American baseball player (born 1935)

Mack Edwin Burk (born April 21, 1935) is an American former professional baseball catcher, who played in Major League Baseball (MLB) for the and Philadelphia Phillies. Of his 16 big league game appearances, 13 were as a pinch runner, two as a pinch hitter, and only one inning as a catcher.

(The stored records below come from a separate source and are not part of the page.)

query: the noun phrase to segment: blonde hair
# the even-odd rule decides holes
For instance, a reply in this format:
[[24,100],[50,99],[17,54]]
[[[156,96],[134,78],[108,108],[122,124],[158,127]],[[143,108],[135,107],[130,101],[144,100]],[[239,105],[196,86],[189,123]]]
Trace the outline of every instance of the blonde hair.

Burk stood 6 ft 4 in tall, weighed 180 lb and threw and batted right-handed. He attended the University of Texas at Austin and signed a $40,000 bonus contract with the Phillies in September 1955. Under the rules of the day, a "bonus baby" such as Burk was compelled to spend his first two years as a professional baseball player on a Major League roster. In his pro debut, on May 25, 1956, Burk pinch-ran for catcher Andy Seminick, in a home game against the Pittsburgh Pirates at Connie Mack Stadium. In Burk’s third game, on June 5, he pinch hit for pitcher Curt Simmons in the fifth inning and singled off left-hander Joe Nuxhall of the Cincinnati Redlegs. Burk came around to score his first big-league run that inning on a sacrifice fly by Stan Lopata. Burk scored two more runs during the 1956 season, both as a pinch runner. In his lone appearance in the field, Burk caught one inning, the bottom of the eighth, in relief of Lopata on July 15 against the St. Louis Cardinals, and handled one chance flawlessly.

Burk missed the entire 1957 season due to military service. But in 1958, he returned to baseball and was able to gain much-needed playing time in minor league baseball. Burk also played in one game with the Phillies. In his second big-league plate appearance and at bat, Burk was called upon to pinch hit for Phils' pitcher Ray Semproch in the 14th inning of a game against the San Francisco Giants, and he was called out on strikes against veteran Johnny Antonelli. It would be Burk's final MLB appearance. All told, he collected three runs scored, and one single in his two at bats for a career batting average of .500.

Burk continued his career in the minors through 1960 in the Phillies' farm system before leaving pro baseball.